Disclaimer : This tool is largely inspired by the eGSEA R package (and contains some of its code)

How to install

devtools::install_github("vguillemot/coGSEA")

Inputs

  • ElistObject : a Elist object. Your Elist object must be either a limma-voom object in case of RNAseq data, or have a estimated dispersion in case of MicroArray data. Dispersion estimates can be performed using the estimateDisp() function from the edgeR package.

  • contrastMatrix : the contrast matrix object for your experiment. For some help to make a contrast matrix, you can check the vignette of the limma package.

  • ENTREZGenesIds : the Elist object containing the ENTREZ gene identifiers. For example elist$genes$ENTREZ

Parameters

  • geneSetCollection : A geneset collection from the MSigDB database. Currently only three are supported : H (Hallmark) and two subset of C2_KEGG and C2_REACTOME(Kegg and Reactome). You can also use your own geneset collection. In this case, you need to provide an list object with genesets and genes. Such an example file can be found here

  • Specie : The organism from which the data were extracted. Currently only Homo sapiens and Mus musculus are supported. Default : Mus musculus

  • directoryPath : a path to an existing directory where coGSEA results and plots will be saved. Default : "./"
    Example : "~/coGSEA_results"

  • alpha : Alpha p value threshold. Default : 0.05
    example : 0.05

  • pvalAdjMethod : p value adjustment method for multiple testing. Default : BH.
    To select among the following methods :

    • holm
    • hochberg
    • hommel
    • bonferroni
    • BH (Benjamini Hochberg)
    • BY (Benjamini Yekutieli)
    • fdr (False Discovery rate)
    • none
  • pvalCombMethod : the method to combine all the p.values of one geneset accros the different GSEA methods. Default : sumlog
    To select among the following methods :

    • sumz (sum z method)
    • votep (vote counting method)
    • minimump (Wilkinson's method)
    • sumlog (Fisher's method) - selected by default
    • sump (sum p method)
    • logitp (logit method)
    • meanp (mean p method)
    • maximump (Wilkinson's method)
  • min.intersection.size : Graphical Parameter to select the minimum size of an intersection of genesets between different methods. Default : 1
    Example : 2

  • GSEA.Methods : between 1 and 12 methods to select from the methods listed in the introduction. Default : c("camera", "gage","globaltest", "gsva", "ssgsea", "zscore", "plage", "ora", "padog", "roast","safe")
    Example : c("camera", "gage","globaltest")
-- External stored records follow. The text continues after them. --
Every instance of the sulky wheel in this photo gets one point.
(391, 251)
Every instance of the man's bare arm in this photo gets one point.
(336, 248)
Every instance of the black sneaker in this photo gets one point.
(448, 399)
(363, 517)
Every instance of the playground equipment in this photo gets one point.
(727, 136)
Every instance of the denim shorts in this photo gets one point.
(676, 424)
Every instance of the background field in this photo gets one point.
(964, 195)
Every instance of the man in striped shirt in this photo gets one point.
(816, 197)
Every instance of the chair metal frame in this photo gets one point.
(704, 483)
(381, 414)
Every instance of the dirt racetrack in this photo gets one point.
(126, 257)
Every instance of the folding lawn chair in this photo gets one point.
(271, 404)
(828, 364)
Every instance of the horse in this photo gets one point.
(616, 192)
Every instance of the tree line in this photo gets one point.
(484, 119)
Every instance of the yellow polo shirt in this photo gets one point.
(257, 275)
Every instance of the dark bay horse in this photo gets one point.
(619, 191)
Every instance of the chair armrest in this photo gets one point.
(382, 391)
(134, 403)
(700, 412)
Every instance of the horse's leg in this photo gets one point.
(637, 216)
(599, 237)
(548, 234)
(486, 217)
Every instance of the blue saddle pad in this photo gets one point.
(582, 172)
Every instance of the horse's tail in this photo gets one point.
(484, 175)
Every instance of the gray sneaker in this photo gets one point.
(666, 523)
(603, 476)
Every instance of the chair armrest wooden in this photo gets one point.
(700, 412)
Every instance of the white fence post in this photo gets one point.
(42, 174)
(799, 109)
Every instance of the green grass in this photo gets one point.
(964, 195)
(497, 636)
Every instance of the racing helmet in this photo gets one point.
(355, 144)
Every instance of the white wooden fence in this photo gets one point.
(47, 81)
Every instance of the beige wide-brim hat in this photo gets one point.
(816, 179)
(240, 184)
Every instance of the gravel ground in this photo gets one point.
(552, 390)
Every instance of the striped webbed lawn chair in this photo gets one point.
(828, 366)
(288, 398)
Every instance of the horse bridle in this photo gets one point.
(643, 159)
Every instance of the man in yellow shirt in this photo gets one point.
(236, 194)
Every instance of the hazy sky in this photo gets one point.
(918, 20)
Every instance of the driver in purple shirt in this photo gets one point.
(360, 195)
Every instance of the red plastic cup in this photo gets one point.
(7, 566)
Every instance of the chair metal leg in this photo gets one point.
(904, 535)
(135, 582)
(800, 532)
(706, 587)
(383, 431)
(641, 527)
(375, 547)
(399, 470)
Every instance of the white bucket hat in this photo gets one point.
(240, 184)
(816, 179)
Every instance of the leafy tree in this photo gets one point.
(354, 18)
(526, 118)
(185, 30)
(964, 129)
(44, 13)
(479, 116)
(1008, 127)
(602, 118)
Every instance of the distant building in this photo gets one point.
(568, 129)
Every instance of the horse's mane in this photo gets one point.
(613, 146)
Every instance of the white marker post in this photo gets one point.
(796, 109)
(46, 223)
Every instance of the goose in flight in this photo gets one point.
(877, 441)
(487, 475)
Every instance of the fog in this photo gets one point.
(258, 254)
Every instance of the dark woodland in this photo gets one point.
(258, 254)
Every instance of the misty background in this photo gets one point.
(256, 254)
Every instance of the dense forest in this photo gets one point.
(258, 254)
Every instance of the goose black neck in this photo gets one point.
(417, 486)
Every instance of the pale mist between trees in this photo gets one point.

  • num.workers : number of thread for multithreading to decrease execution time. Default : 4
    Example : 4

  • shinyMode : Boolean value. Shouldn't be changed. Only used when running coGSEA is running in the background of a shiny application. Default : FALSE

Data preparation for running coGSEA

MicroArray data

This example dataset is from a article about Astrocymotas tumors published in 2011 by Liu et al.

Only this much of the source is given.